2.6. Treatment: Electroacupuncture
Rats in the M + EA and M+ EA + PAR2-AP groups were fixed by special frames and treated with EA at bilateral ST 25 and ST 37, once daily for the first 5 days in a week as a single course, for a total of two courses. Stainless steel acupuncture needles (diameter: 0.3 mm) were inserted approximately 3 mm in depth with a dense-sparse waveform at a frequency of 2/15 Hz and retained for 15 min; the duration of two-frequency alternating is 3s. The needles were connected to a Han EA therapeutic stimulator (LH402A; Beijing Huawei Industrial Development Corporation, China).

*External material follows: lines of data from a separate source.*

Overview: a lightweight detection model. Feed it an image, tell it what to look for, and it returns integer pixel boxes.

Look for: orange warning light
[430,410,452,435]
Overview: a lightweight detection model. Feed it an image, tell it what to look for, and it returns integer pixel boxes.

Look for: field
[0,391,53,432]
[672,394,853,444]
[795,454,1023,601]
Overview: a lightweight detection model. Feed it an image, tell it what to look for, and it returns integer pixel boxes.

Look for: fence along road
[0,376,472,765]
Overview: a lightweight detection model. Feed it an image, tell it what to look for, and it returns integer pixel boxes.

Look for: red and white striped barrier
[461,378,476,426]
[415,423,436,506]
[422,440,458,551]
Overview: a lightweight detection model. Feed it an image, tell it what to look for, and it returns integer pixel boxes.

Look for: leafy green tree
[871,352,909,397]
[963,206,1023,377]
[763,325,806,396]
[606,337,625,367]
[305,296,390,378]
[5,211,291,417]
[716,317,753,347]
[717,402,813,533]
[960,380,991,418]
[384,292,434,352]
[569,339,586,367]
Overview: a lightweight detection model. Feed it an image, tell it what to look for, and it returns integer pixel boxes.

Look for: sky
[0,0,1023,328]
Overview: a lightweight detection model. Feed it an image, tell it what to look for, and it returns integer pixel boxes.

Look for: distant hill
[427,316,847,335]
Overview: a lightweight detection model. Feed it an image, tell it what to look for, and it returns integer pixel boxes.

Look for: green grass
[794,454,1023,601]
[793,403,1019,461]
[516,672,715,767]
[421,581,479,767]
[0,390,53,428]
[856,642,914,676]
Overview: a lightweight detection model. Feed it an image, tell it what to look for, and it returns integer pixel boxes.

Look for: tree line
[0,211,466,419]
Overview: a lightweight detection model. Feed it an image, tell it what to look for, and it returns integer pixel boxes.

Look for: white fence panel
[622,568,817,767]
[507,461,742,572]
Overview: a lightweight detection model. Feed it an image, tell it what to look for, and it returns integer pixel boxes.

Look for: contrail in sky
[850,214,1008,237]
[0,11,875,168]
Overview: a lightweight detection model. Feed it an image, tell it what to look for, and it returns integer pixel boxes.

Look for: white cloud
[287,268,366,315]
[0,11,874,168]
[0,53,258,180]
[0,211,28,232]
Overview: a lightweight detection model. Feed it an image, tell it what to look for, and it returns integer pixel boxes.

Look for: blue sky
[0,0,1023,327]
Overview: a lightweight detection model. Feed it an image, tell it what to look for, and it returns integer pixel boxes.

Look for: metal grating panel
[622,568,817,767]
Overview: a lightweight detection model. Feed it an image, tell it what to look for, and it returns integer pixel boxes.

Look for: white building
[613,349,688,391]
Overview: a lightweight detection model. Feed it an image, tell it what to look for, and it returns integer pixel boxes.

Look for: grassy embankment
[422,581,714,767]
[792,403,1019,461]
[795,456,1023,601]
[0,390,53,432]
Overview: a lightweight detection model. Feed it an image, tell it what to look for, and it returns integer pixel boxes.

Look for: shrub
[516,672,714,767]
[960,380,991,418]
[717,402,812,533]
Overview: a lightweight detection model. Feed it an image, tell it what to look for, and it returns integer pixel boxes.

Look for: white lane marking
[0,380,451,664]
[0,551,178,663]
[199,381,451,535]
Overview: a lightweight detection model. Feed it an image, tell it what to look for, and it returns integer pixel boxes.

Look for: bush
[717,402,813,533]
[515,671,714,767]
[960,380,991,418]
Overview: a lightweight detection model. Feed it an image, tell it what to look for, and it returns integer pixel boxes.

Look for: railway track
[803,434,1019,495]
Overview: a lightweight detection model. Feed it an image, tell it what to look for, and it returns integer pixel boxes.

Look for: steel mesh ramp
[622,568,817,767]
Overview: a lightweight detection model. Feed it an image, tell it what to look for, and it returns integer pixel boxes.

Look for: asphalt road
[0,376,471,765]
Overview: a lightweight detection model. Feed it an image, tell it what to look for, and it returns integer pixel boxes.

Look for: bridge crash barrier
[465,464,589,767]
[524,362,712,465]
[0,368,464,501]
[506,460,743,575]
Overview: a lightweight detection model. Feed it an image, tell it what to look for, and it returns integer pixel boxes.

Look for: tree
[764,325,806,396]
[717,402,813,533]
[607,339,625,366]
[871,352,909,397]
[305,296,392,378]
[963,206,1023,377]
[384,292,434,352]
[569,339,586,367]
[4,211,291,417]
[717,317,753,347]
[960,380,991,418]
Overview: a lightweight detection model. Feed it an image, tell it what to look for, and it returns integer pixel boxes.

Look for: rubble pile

Rats in other groups were fixed by the same special frames at the same time but did not receive any treatment.
2.7. Sample Collection: Colon Tissues
After two weeks of EA treatment, the rats were sacrificed with urethane (25%, 1 mL/kg, i.p.) and tissues collected. Colon tissues were taken from the descending colon (12 cm above the anus), cleaned with normal saline, and then immediately frozen in liquid nitrogen. All samples were placed in a −80°C freezer and then transported to the Pathology Department of Jiangsu Province Hospital of Traditional Chinese Medicine for preservation.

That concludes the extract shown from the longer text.